取材応募フォームからは毎月、子ども時代にさまざまな経験をした人たちからメッセージが届きますが、いま書いたのはすべて、あるひとりの女性の話です。

「一見ネガティブになりそうな要素がたくさんあっても、なんとかなる人生もあると伝えたい」という三宅莉恵子さん(仮名、40代)に連絡をとったのは、この4月でした。住まいは都内でしたが、コロナ自粛期間中につき、オンラインで話を聞かせてもらいました。
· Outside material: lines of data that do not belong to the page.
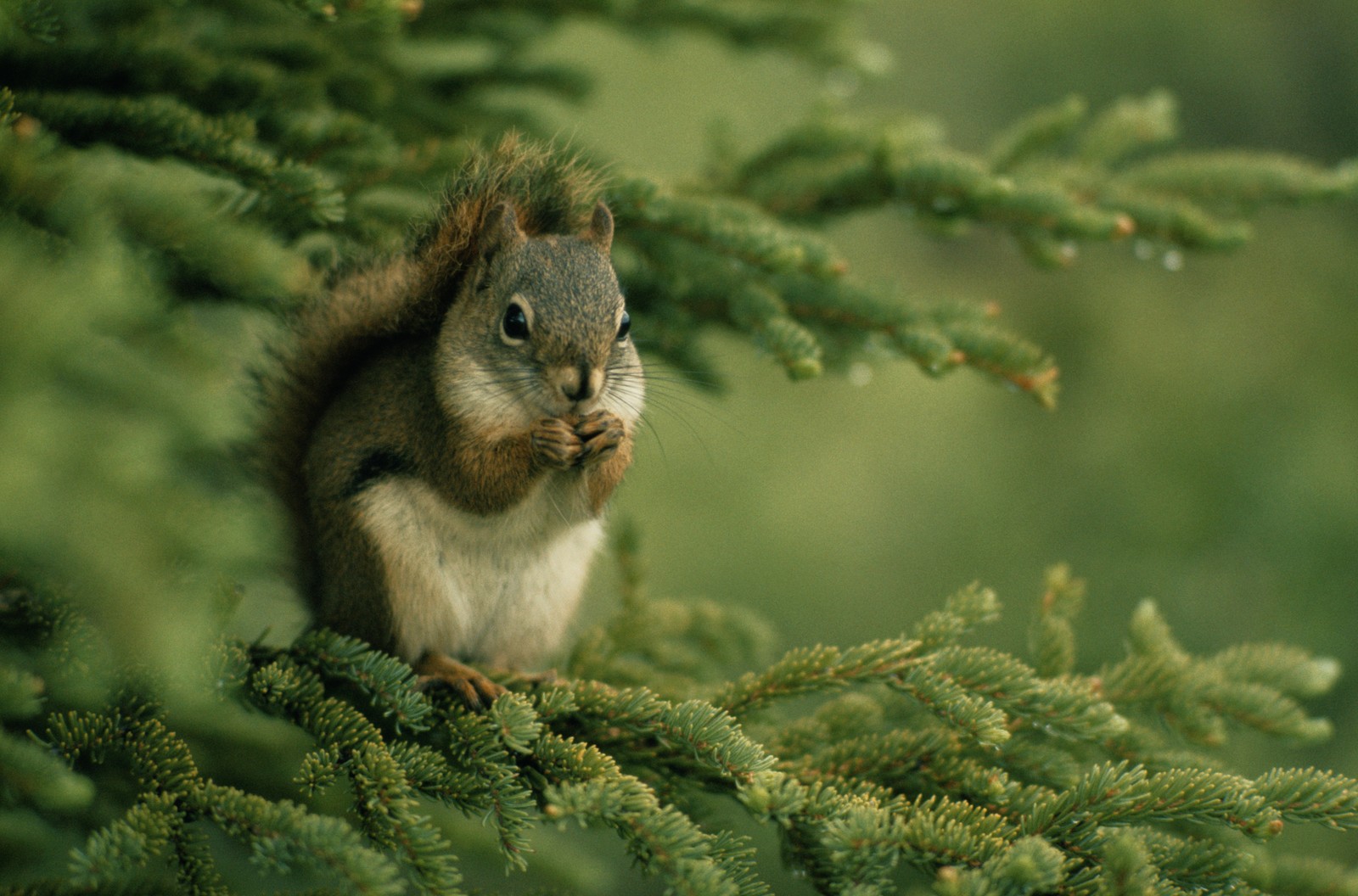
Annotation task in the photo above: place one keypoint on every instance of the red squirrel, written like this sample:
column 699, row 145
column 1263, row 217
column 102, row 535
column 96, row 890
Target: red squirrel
column 447, row 427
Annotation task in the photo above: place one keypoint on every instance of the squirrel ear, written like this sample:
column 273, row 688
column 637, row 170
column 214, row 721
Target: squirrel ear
column 502, row 230
column 601, row 228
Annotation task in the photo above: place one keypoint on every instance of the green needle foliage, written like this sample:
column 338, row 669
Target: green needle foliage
column 174, row 176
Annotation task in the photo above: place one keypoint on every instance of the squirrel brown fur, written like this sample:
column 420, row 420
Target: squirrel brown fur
column 446, row 427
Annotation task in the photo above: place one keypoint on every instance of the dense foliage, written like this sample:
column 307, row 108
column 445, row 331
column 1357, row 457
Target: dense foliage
column 174, row 176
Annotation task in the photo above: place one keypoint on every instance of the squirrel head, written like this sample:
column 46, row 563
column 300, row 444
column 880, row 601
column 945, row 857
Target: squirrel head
column 540, row 329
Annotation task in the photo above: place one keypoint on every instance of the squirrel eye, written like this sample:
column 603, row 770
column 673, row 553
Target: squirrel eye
column 515, row 323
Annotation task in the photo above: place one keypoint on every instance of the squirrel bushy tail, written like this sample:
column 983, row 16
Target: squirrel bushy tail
column 404, row 296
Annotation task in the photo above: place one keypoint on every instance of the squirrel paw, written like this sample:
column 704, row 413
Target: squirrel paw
column 554, row 443
column 599, row 434
column 470, row 686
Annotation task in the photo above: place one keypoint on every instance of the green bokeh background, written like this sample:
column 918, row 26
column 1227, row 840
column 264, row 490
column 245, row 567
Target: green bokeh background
column 1205, row 451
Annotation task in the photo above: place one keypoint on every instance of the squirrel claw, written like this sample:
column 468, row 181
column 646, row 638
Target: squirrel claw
column 554, row 443
column 599, row 434
column 468, row 685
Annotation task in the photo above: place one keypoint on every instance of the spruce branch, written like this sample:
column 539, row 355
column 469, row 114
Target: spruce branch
column 1052, row 181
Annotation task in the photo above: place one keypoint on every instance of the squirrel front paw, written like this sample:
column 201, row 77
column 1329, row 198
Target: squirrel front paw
column 599, row 434
column 556, row 443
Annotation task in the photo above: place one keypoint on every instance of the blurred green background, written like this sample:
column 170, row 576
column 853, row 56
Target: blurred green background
column 1205, row 451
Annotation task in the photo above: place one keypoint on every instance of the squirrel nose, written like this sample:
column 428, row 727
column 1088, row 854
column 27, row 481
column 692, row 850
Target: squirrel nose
column 579, row 384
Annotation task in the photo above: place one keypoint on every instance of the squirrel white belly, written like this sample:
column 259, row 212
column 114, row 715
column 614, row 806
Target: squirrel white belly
column 447, row 427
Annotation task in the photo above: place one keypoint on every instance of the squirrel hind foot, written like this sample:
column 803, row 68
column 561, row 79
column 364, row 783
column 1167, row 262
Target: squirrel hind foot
column 468, row 685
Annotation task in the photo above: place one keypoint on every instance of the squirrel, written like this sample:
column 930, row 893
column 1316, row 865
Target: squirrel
column 446, row 427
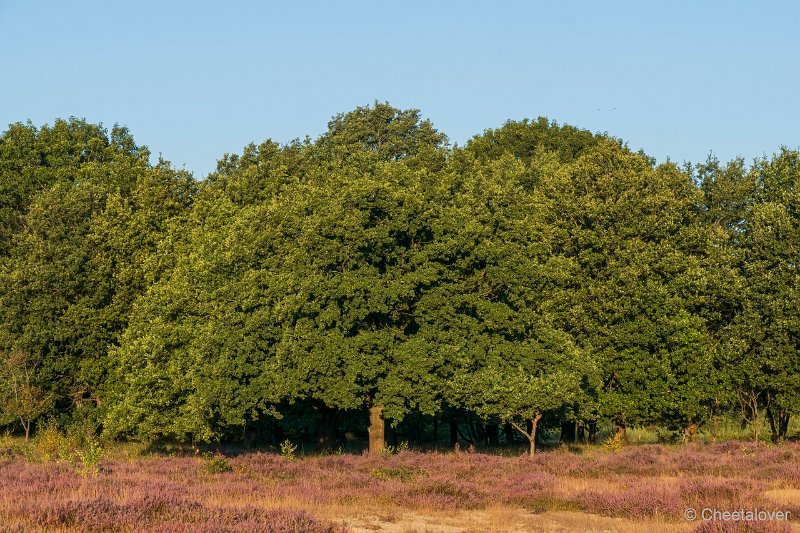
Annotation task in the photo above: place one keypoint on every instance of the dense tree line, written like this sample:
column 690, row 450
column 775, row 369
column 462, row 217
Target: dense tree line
column 540, row 274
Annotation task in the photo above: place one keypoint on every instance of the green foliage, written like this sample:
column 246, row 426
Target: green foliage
column 217, row 464
column 539, row 272
column 289, row 450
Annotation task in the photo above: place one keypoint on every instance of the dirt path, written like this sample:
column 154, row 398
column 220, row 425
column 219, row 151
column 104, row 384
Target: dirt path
column 506, row 521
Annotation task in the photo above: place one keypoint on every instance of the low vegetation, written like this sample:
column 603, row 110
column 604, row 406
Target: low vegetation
column 647, row 486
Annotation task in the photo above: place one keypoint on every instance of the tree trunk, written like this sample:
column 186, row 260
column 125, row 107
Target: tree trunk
column 715, row 430
column 620, row 429
column 690, row 432
column 377, row 430
column 592, row 431
column 326, row 429
column 778, row 423
column 569, row 433
column 492, row 434
column 508, row 431
column 530, row 434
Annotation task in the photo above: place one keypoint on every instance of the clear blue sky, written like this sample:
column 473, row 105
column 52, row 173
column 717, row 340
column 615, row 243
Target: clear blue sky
column 193, row 80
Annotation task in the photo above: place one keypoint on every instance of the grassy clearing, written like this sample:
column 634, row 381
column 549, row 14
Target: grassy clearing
column 569, row 489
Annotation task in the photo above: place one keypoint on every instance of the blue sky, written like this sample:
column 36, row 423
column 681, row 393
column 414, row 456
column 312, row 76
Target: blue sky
column 193, row 80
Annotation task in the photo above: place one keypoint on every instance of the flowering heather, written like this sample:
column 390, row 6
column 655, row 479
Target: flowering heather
column 266, row 492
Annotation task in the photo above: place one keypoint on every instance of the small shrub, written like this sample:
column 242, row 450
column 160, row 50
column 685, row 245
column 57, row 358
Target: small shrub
column 400, row 473
column 388, row 451
column 289, row 450
column 49, row 443
column 615, row 443
column 218, row 465
column 90, row 456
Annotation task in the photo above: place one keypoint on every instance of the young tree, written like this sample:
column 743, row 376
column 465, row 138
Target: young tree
column 21, row 398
時折雷が鳴り響く、ほの暗い土曜の午後。ディスプレイの向こうにいる莉恵子さんの部屋には、しんとした蛍光灯の光と、落ち着いた空気が満ちていました。

■保険証の続柄が「養女」、何かの間違いだと思った

莉恵子さんが養子になったのは、生後すぐだったようです。最初に気づいたのは、小学校6年生のときでした。修学旅行に行くため、学校から保険証のコピーを求められたのですが、このとき続柄の欄に「養女」という文字を見つけたのです(今はそういう表記はされません)。

「何かの間違いだろう」と思ったのには理由がありました。1つは莉恵子さんの家が貧しかったこと。